主持人:两位老师今年都有新作出版,且都是以微观史视角切入。请两位聊一聊,为什么对微观视角情有独钟?

王笛:我们过去的历史写作,过于钟情宏大叙事、重视帝王将相和英雄人物,普通人在历史上几乎是缺席的,以至于鲁迅都说“所谓二十四史,就是帝王家谱”。这种史观对我们的影响,不仅见于历史写作和阅读,也见于公众心态。普通人觉得,我们老百姓的日常生活不重要,因为我们在历史上什么都没有留下、没有什么贡献,正所谓过去经常说的“碌碌无为”——每天日常周而复始,早起去上班、下班后回家。

而我恰恰觉得这很重要。所以《碌碌有为》这个书名一提出来,我就觉得恰如其分地反映了我想表达的东西。整个中国历史上的帝王,大概就是500多位,当然还有各种英雄,加起来在整个人口中也只占非常少的一部分。但是我们的历史写作、历史记载几乎都放在这些人身上。广大的老百姓在历史上起的作用,他们对文明走到今天做的贡献,实际上是被忽略的。

罗老师的新书《漫长的余生》中有一句话——“这一年前后,从政治史来看,萧梁平平淡淡,没发生特大事件,显得没什么可记。这意味着社会安定、政治平稳。”当历史没有什么大事件记载的时候,其实就是这个社会安定、老百姓过好日子的时候。罗老师接着讲的北魏故事,就有许多大事件发生,充满着腥风血雨。当帝王和英雄想要创造历史时,谁在这些大事件中做出了牺牲?当然是老百姓,但是我们却看不到历史对他们的记载。所以,回归日常、回归普通人的历史就特别重要。

罗新:《碌碌有为》是很“大”的书,刚开始读不知道到底在写什么,跟前面已经熟悉的王老师的作品有点不一样。

以王老师自己的专长,他是详近略远、详今略古,明清以后特别是清代中晚期后的历史写得更多一些。但是这一次,王老师没有按照典型的断代史、王朝史来书写,而是彻底抛弃了那种历史认识、思考和叙述的方式。《碌碌有为》在这个意义上很了不得,它不止一般意义上的通史而已。

我们一般说“通史”,通常就是把王朝史给简略一下,按照时间先后来说秦汉史、魏晋南北朝史……这是编教科书的写法。而王老师是以社会结构各方面,比如物质生活等来描述中国社会,从近代之前、现代之前,一直写到现在。这让我很震惊,显得有很大的野心和掌控力,同时需要有非常细致的、对各方面的思考。

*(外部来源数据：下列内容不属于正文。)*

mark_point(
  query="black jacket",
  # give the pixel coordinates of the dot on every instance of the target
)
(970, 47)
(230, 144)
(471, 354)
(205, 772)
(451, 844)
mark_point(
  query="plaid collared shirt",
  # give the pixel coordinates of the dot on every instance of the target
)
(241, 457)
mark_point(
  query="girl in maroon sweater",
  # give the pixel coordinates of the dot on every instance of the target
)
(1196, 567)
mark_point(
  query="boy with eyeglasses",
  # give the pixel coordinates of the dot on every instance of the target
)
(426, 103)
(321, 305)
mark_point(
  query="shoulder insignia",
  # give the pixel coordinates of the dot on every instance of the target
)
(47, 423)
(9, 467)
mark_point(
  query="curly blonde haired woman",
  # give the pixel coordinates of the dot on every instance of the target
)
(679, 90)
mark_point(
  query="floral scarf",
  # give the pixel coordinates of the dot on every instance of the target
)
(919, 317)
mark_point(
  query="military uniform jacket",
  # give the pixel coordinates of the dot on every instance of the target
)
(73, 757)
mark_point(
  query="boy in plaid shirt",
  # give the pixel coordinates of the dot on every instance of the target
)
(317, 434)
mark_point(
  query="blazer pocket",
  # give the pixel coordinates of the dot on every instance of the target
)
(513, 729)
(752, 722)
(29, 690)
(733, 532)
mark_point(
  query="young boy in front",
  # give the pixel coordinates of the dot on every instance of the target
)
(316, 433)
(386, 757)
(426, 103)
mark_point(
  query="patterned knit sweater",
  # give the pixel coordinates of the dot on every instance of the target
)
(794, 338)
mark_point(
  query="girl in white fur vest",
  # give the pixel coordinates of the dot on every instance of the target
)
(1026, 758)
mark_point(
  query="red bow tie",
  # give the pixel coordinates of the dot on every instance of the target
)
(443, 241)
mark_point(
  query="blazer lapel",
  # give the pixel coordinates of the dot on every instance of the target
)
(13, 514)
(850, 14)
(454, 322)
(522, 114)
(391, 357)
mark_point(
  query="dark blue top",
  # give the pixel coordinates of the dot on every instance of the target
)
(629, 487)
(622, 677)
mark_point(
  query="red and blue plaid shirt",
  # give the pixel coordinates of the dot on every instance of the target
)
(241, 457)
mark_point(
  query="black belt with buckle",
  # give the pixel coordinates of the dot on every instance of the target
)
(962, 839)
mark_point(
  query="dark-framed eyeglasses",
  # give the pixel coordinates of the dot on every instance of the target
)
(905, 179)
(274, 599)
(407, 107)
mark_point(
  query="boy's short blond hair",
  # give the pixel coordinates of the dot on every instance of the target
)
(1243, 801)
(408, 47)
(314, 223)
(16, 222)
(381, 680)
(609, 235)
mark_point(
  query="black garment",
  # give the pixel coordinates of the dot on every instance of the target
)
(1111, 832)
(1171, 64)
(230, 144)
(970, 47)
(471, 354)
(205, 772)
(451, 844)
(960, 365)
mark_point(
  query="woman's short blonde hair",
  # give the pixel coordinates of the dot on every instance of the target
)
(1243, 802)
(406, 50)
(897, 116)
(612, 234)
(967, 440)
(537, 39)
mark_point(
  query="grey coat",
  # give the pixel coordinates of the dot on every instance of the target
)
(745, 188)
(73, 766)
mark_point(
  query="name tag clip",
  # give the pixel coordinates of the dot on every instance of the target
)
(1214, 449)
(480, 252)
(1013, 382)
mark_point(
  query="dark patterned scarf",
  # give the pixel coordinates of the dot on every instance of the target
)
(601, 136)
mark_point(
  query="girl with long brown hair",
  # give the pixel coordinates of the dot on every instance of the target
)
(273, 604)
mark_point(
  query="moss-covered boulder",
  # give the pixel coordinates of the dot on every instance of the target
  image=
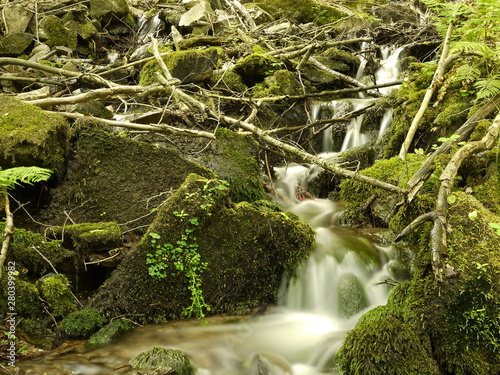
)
(113, 178)
(82, 324)
(243, 252)
(26, 250)
(429, 327)
(15, 44)
(55, 290)
(109, 333)
(187, 66)
(30, 136)
(89, 237)
(234, 158)
(161, 358)
(304, 11)
(54, 33)
(105, 9)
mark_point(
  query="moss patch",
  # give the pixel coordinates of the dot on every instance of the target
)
(30, 136)
(247, 250)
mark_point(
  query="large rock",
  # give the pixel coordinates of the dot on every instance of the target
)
(113, 178)
(15, 44)
(246, 249)
(30, 136)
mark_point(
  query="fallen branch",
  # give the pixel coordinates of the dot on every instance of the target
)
(425, 170)
(436, 80)
(447, 178)
(7, 232)
(91, 95)
(159, 128)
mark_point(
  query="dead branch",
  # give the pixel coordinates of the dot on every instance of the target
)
(425, 170)
(159, 128)
(7, 232)
(436, 81)
(90, 95)
(447, 178)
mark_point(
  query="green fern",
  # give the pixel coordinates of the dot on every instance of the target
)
(11, 177)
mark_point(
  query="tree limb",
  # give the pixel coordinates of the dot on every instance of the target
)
(438, 76)
(7, 232)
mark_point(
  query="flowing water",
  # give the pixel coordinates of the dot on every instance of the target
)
(340, 281)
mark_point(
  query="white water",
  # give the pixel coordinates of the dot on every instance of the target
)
(387, 72)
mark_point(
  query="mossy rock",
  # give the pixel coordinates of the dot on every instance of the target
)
(304, 11)
(82, 324)
(15, 44)
(450, 327)
(29, 303)
(56, 33)
(351, 296)
(247, 251)
(120, 178)
(22, 251)
(109, 333)
(30, 136)
(187, 66)
(160, 358)
(383, 342)
(233, 157)
(55, 291)
(90, 237)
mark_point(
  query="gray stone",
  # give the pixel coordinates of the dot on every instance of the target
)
(15, 44)
(16, 18)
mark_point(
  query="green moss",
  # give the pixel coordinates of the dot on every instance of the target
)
(247, 251)
(157, 358)
(31, 136)
(384, 342)
(109, 333)
(22, 251)
(90, 237)
(81, 324)
(187, 66)
(55, 291)
(303, 11)
(355, 194)
(58, 34)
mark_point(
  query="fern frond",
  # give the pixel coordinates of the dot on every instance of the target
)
(467, 47)
(11, 177)
(488, 87)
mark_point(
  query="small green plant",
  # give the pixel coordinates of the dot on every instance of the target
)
(495, 226)
(184, 255)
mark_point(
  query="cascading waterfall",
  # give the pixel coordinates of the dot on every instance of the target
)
(387, 72)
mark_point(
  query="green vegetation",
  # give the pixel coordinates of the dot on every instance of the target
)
(184, 254)
(81, 324)
(160, 358)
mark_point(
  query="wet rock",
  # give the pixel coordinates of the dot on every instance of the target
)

王老师不是写了十几年、二十年、几百年,而是涵盖了至少近一千年的历史,这是非常惊人的。我觉得在体例、写作形式和思考方式上,都是非常有原创力的工作。我想,今后会有人跟着王老师的做法来写新的历史。王老师说自己写的只是社会史,《碌碌有为》其实超越了这些内容。特别是其中有许多对历史的反思,是让我感到很震惊和佩服的方面。

用新的中国史写法

重新格式化我们的文化记忆

罗新:《碌碌有为:微观历史视野下的中国社会与民众》这本书在两个方面让我很震动:

第一,在体例上,好像过去没有这样的书,很有“野心”,希望给出一个新的中国史。

另一方面,王老师讨论这么大时间、空间的历史,可是每一次都落实在很小的东西上,就像他倡导的微观世界研究一样,都落实在细微的具体问题和故事上面,这也是非常不容易做到的。

我们抽象地说一些关于过去的事,引用几条材料来证明,不是太难。但是在每个细节上,几乎都能够用非常细微的小故事来支撑,这是很不容易做到的,而王老师做到了。

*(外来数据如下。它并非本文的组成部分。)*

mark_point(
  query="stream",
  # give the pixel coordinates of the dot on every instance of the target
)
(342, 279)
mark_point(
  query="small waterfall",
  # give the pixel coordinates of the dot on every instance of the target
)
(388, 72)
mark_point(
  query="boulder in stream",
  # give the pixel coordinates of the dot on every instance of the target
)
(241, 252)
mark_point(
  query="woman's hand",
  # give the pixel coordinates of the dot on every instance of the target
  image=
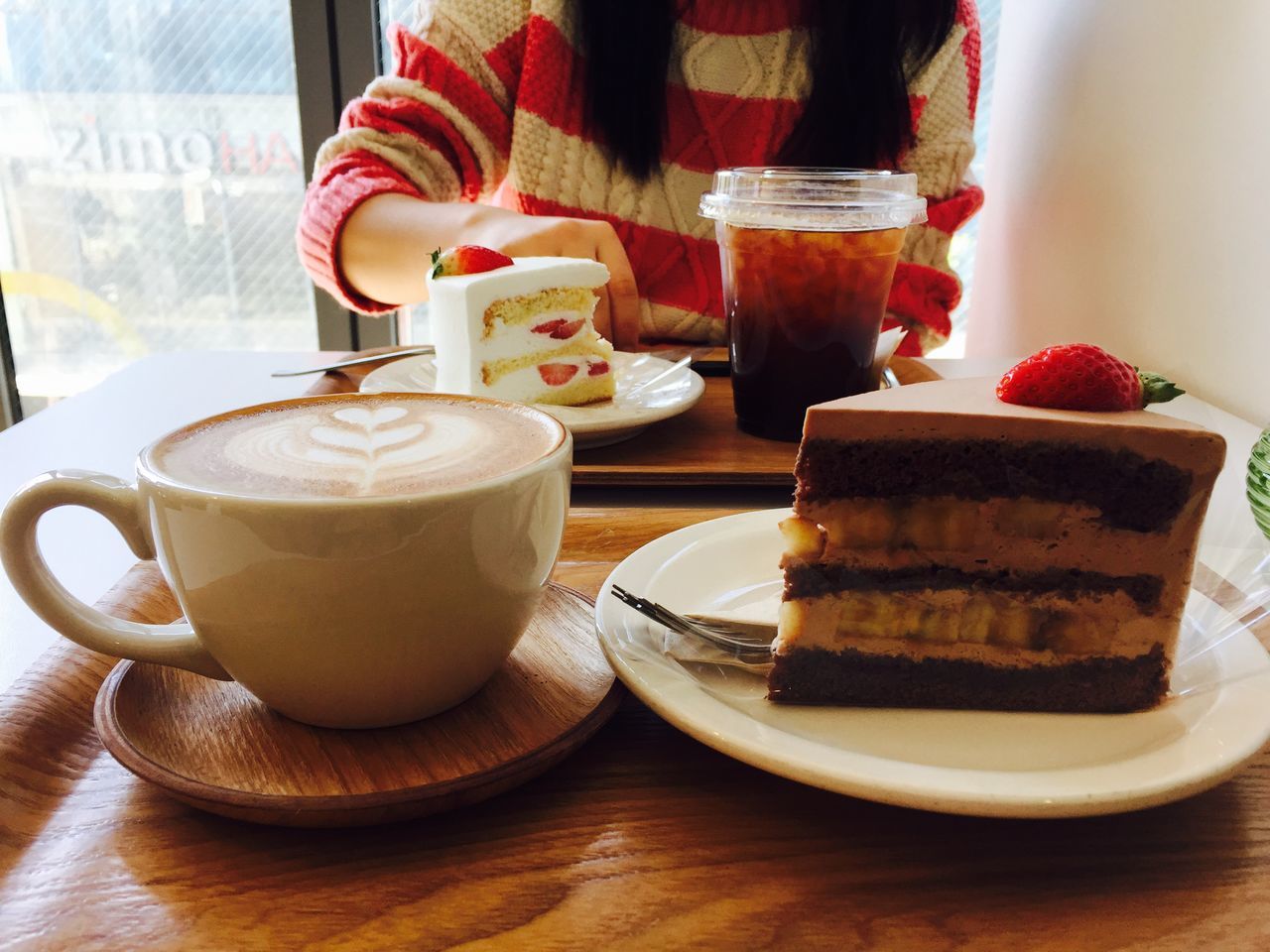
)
(385, 245)
(525, 235)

更奇特的是,他在开拓史料方面,也是值得同行们学习的。过去,近代史开创者们倡导“史学就是史料学”,所以对史料非常讲究,知道哪些可以用,哪些不可以用,因此形成了非常规范、严格的对于史料的筛选和规定,造成很多人用材料很小心。而在王老师的新书里,他使用材料真的是信手拈来、左右逢源,而更宝贵的是他突破了狭义上的史料,真正拓展到“无所不可以用”——不用说古代的四部典籍,现代文学的小说甚至当代文学的小说作品他也用,比如说《子夜》《白鹿原》等,我觉得是罕见的突破。

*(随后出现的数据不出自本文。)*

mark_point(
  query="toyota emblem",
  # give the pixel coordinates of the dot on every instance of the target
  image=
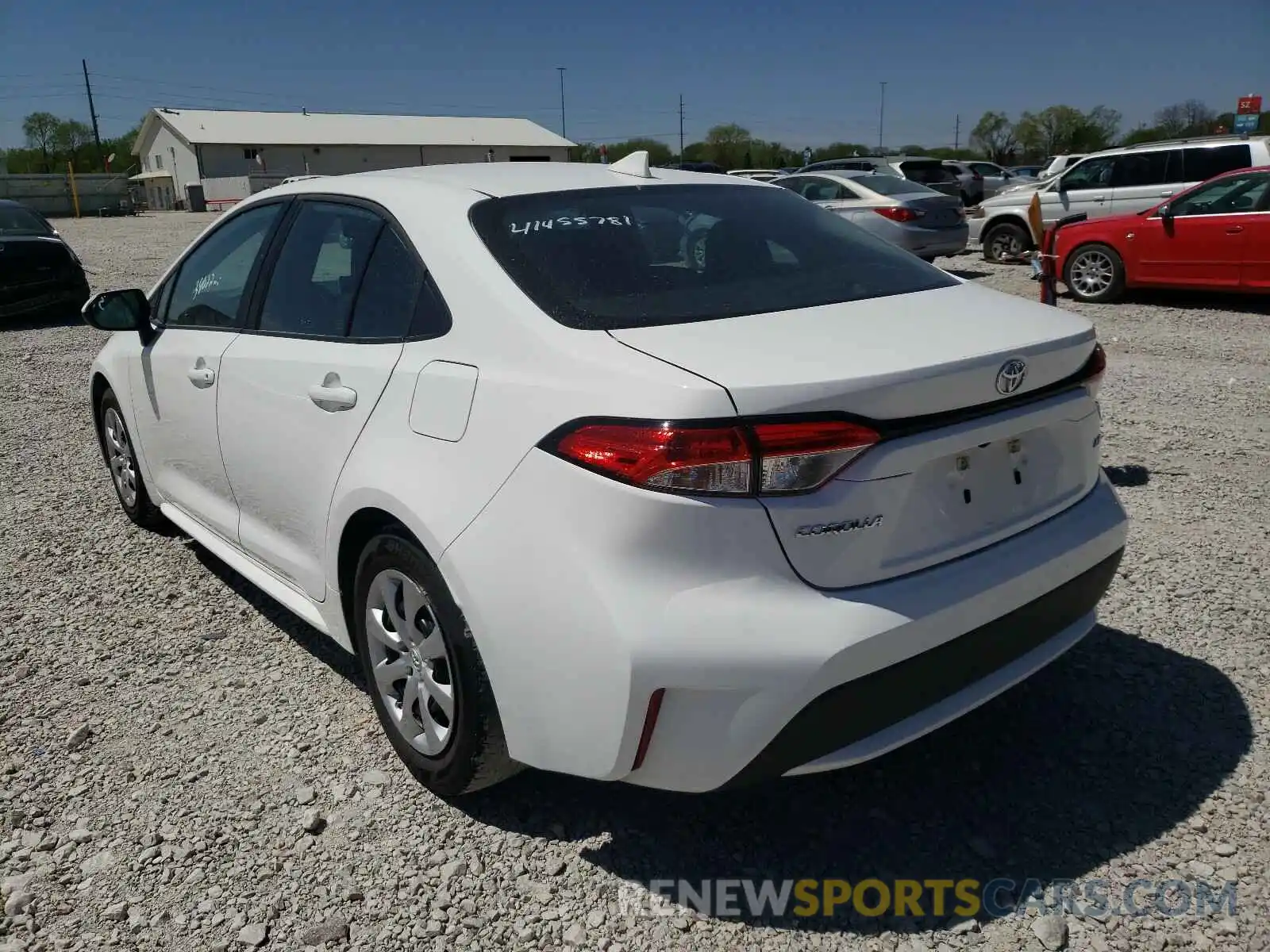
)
(1010, 378)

在这件事上,只有魄力是不够的。材料用坏了怎么办?但是王老师的控制力可以把材料用得恰到好处。在这个意义上,我觉得也是有巨大的成就。这对历史学来说,至少在中文历史学的写作里是一个很重要的创造。王老师到这个年龄还有这么强、这么大的创造力是比较罕见的。王老师这些年出的著作,每本都有新的尝试,在材料上、写作方法和思想上,都有崭新的探索。这些都是很让人佩服的。

我倒不愿意把《碌碌有为》归纳为微观史,我觉得用微观史不足以概括王老师在这方面的努力。也不能简单说是社会生活史,因为书里不止涉及社会生活。我觉得应该称作“新的中国史”,我认为这就是新的中国史的写法。在《碌碌有为》里,看不到我们常见的皇帝们、王公大臣们,看不到重要的战争、政治事件、政治制度,但也是历史,甚至对我们这些人来说是更重要的历史。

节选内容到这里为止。